Employer requirements and best practices
First, an employer should designate an appropriate individual to receive and promptly respond to all garnishments, preferably an HR professional.
Then, once a garnishment is received, employers must promptly follow the instructions appearing on the garnishment forms. As a general rule, employers must:
- Answer the garnishment summons:
- Fully complete all required fields of the Answer
- File the completed Answer with the court clerk in the county where the matter is filed
- File an Answer even if the employee is already being garnished, i.e., even if there is already a prior garnishment in effect for that individual
- File an Answer even if the individual is no longer employed with the employer
- Provide the individual being garnished with the Notice of Garnishment & Exemptions and Application for Hearing. (These forms are available on oscn.net and should be provided with the garnishment summons).

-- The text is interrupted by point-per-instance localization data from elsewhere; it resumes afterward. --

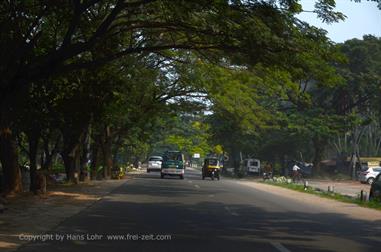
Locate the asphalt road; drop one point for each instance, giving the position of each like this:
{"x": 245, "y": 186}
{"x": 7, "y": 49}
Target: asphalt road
{"x": 197, "y": 215}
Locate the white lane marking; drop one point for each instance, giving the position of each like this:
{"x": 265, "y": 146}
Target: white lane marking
{"x": 279, "y": 247}
{"x": 231, "y": 211}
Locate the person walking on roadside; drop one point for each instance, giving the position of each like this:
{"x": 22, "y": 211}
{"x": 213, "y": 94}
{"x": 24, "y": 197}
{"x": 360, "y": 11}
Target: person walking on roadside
{"x": 295, "y": 173}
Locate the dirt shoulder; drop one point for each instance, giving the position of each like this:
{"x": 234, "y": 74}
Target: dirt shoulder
{"x": 327, "y": 205}
{"x": 29, "y": 214}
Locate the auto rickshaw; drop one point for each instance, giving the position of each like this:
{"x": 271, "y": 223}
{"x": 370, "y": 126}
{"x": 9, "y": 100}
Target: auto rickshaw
{"x": 211, "y": 168}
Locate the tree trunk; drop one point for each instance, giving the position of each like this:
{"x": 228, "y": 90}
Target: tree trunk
{"x": 33, "y": 147}
{"x": 94, "y": 160}
{"x": 9, "y": 161}
{"x": 107, "y": 153}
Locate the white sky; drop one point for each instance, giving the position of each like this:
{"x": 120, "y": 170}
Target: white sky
{"x": 362, "y": 18}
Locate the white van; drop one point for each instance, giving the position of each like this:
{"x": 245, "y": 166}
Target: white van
{"x": 252, "y": 165}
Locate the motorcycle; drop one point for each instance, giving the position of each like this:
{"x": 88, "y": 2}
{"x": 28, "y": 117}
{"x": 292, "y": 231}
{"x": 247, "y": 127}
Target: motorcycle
{"x": 267, "y": 176}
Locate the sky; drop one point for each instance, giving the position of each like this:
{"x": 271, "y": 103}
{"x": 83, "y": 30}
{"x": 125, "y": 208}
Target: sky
{"x": 362, "y": 18}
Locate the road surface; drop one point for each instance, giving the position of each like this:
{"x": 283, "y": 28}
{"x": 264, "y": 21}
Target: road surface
{"x": 227, "y": 215}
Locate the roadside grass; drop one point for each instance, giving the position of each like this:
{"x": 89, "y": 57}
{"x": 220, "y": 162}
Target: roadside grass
{"x": 328, "y": 195}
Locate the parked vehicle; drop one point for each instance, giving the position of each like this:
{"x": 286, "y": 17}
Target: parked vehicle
{"x": 369, "y": 174}
{"x": 211, "y": 168}
{"x": 173, "y": 164}
{"x": 252, "y": 165}
{"x": 375, "y": 189}
{"x": 154, "y": 163}
{"x": 267, "y": 176}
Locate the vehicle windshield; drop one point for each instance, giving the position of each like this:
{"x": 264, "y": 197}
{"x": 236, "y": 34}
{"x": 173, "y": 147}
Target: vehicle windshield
{"x": 212, "y": 161}
{"x": 173, "y": 156}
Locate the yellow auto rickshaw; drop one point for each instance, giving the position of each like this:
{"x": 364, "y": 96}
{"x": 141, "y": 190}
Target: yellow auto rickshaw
{"x": 211, "y": 168}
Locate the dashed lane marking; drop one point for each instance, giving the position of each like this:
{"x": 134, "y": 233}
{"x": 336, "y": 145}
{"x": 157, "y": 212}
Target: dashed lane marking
{"x": 279, "y": 247}
{"x": 230, "y": 211}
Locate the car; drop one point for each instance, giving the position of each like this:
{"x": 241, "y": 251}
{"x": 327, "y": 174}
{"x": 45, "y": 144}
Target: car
{"x": 375, "y": 189}
{"x": 154, "y": 163}
{"x": 369, "y": 174}
{"x": 173, "y": 164}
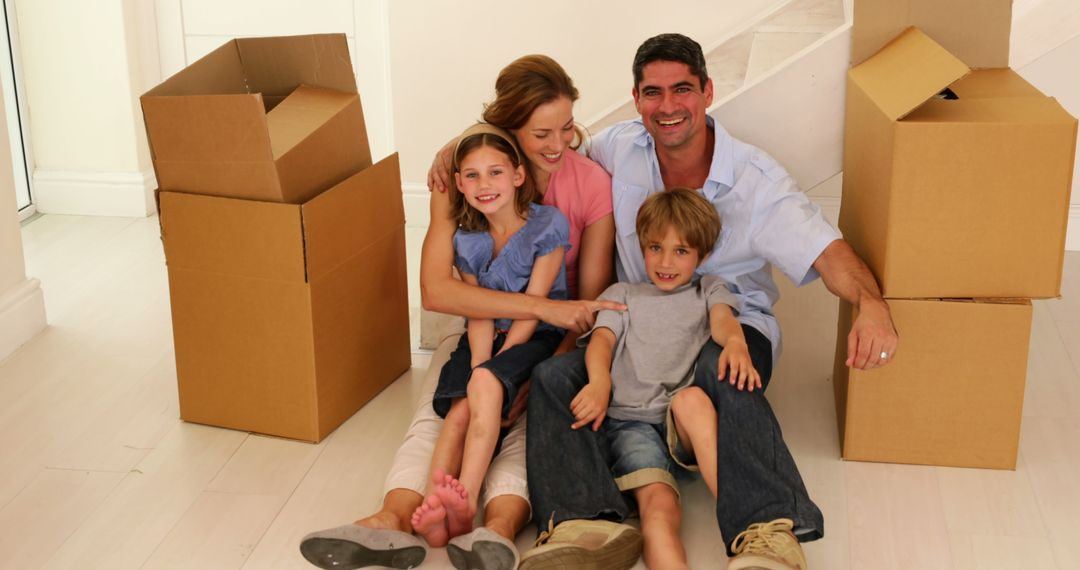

- This Notice should be provided to the individual being garnished each pay period in which the garnishment is in effect.
- If there is a prior garnishment:
- The employer must answer immediately and disclose the prior garnishment. It is not required to answer again until the “new” garnishment becomes effective.
- The employer must begin to garnish wages in accordance with the “new” garnishment summons upon the conclusion of the prior garnishment.
- The “new” garnishment shall then be effective for its full period of time, i.e., 180 days or until the debt is fully satisfied, whichever is first.
- If there is no prior garnishment, the employer must timely file the “Continuing Garnishee’s Answer/Affidavit” and corresponding “Calculation for Continuing Garnishment of Earnings” for each pay period that is subject to the garnishment.
Employers should keep a record, or a proof of delivery, for every Answer filed and sent to the creditor’s attorney, for every Notice provided to the individual, for every payment delivered to the creditor’s attorney, etc. If the employer receives a court order, motion, or any other official legal filing, the employer should immediately consult legal counsel.
Employer non-compliance can be costly
Failure to comply with the garnishment laws can cause serious liability. An employer may be held liable for the entirety of the individual’s underlying debt owed to the creditor seeking the garnishment, in addition to attorney fees and costs. It is important to take these obligations seriously and act promptly.